One thing that has unfortunately suffered as I become more and more busy is my painting. For years I would have every couple of months marathon painting sessions, where I would paint for hours and cover the entire floors of apartments with paintings and often times paint splatters. I have a CAHA grant that I received to paint an image that combines the experiences of both Chamorros and Okinawans during World War II. I have started on this painting, but it has been difficult to find time to really enjoy it or finish it.

Art has always been something that has sustained me, even when so much in my life doesn't make sense or seems pointless. I have to make sure that I still find time for it in some form. The last time I had a solo art show as three years ago. It wasn't a large show, just in the former IP Coffee Shop in Mangilao, which is currently known as Ron's Diner. When I was interview by the Marianas Variety about the show I made clear the role that art and creating art has played for me in my life. I've pasted the article below.


Bevacqua: an activist, an artist
by Zita Taitano
May 7, 2010
The Marianas Variety
WHEN Michael Lujan Bevacqua is not engaged in social activism, he paints.

“At times being an activist can drain you.  Sometimes you don’t think you’re going anywhere,” said Bevacqua, who is holding a one-man show at the IP Coffee Shop in Mangilao. “I was an artist before I was an activist.  For me, we all have creativity in ourselves.  I still constantly use art to keep that creative part of my mind alive.”

Bevacqua’s exhibit, titled “Before The Storm After The Fire,” showcases 50 small abstract paintings inspired by Jackson Pollock.

His artworks, Bevacqua explained on his website, are all painted in a “drip style where the paint isn’t so much applied delicately with brushes, but rather splashed, splattered and dripped onto the canvas. The result is usually very abstract, but in the case of this show, I used that technique to try and portray different pioneers amongst the Chamorro people.”

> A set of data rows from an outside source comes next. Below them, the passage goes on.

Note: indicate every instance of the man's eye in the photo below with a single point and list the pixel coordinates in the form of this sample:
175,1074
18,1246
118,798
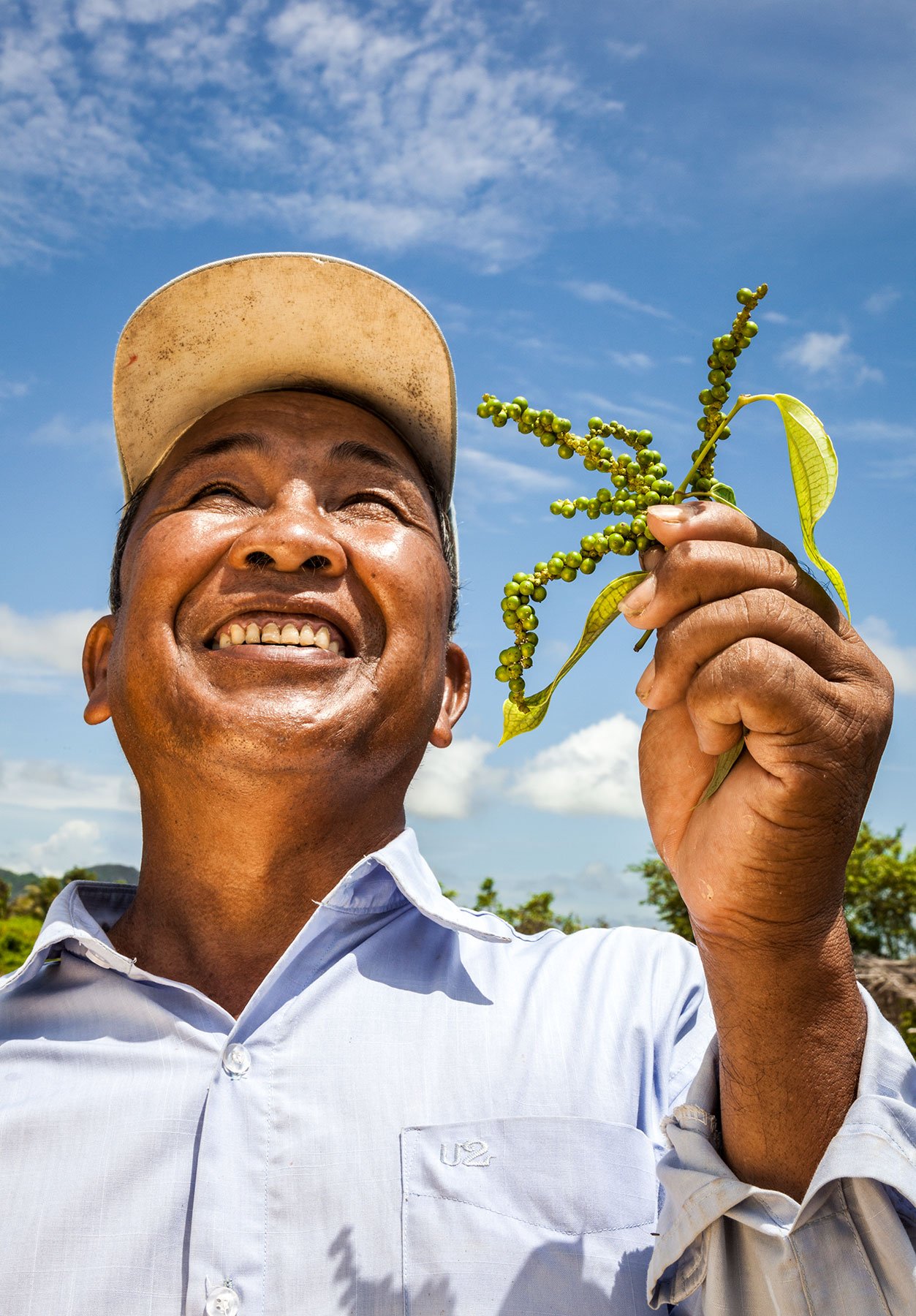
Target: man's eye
216,490
371,500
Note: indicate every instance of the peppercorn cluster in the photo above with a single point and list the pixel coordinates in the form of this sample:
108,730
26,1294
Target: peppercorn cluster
722,362
637,480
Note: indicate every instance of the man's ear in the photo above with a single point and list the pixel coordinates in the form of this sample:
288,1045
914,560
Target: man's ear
95,670
454,697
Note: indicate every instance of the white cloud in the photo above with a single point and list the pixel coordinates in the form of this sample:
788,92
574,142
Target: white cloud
594,770
830,355
899,659
376,123
75,842
627,50
32,646
633,361
819,352
12,388
52,784
503,480
605,292
866,141
882,300
452,781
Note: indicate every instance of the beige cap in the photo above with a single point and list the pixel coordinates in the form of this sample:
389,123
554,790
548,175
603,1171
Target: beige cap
281,320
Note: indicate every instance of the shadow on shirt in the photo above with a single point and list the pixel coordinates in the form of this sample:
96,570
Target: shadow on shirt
550,1283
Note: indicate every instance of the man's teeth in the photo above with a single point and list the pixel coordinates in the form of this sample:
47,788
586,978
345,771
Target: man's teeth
271,635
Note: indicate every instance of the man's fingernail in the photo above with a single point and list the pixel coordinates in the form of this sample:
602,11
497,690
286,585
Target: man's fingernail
637,600
674,513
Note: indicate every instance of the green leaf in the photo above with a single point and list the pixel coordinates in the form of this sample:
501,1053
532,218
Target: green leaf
600,615
724,765
723,494
814,465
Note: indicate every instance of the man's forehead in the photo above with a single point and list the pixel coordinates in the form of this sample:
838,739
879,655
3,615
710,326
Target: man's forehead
266,424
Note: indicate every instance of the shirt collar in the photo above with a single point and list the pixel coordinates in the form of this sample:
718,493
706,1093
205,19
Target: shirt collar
383,880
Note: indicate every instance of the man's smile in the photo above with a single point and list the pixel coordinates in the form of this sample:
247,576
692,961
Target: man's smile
286,631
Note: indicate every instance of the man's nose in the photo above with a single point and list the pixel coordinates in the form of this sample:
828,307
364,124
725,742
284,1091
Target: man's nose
289,537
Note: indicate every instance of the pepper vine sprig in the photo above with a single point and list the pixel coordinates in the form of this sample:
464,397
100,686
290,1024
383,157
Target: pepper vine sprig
637,480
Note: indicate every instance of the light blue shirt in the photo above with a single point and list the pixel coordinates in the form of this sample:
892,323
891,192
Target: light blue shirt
420,1112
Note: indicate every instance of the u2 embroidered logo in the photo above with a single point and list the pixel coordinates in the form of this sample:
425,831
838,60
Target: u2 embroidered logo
470,1154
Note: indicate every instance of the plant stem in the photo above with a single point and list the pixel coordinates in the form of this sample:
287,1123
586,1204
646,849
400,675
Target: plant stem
743,401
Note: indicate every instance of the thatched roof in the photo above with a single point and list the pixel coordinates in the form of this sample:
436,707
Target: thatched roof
891,982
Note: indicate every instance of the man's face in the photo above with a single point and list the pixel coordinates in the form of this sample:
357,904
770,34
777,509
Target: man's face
284,510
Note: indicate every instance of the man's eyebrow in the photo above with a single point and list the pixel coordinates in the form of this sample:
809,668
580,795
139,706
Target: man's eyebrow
355,450
216,447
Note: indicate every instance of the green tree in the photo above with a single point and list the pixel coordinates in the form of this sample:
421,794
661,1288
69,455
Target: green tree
18,934
36,899
879,901
534,915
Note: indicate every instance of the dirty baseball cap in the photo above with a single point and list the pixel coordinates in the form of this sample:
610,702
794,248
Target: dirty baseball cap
282,320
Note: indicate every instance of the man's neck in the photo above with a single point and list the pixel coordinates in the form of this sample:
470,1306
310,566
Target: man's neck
230,877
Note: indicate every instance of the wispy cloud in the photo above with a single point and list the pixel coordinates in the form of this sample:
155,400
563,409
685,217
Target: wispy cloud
606,292
452,782
591,771
632,361
52,784
830,355
12,388
626,49
374,123
899,659
882,300
504,480
75,842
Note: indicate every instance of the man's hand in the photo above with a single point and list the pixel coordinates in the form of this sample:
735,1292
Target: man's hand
748,644
746,638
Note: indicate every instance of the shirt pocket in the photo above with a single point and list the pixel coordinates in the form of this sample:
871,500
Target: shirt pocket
531,1217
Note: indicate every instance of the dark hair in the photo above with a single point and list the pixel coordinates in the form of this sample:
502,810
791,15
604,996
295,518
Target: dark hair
131,511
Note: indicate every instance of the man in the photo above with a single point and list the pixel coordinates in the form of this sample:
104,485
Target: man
287,1075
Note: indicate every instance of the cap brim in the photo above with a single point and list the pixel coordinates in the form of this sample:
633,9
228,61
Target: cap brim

“They’re very colorful.  I finish a piece and I come up with a name.  Since it’s abstract, I welcome people to see what they want in it,” Bevacqua said. “Some are landscapes and others are about colors and movement and motion. Some of them I’m trying to capture pieces of Chamorro history.”

And while the art is abstract, Bevacqua said they are done as monotype.

“That means you paint your painting on a glass or mirror. You take a sheet of paper you put it on top of what you painted. You get a roller and roll it on the paper and that’s your painting,” he said adding that it creates an element of uncertainty to the point where the painting could be ruined or come out fine.

For Bevacqua, painting is more of a hobby and a creative way to relax.

If there are any signs of activism in his artwork, Bevacqua said what he paints don’t really indicate he’s making a political statement.

“Political art is recognizable.  With mine, it’s the people finding their own message in the art,” he said.

The exhibit opening is from 5:30 to 8:30 p.m. and will be on display until it’s time to be taken down to make room for another artist.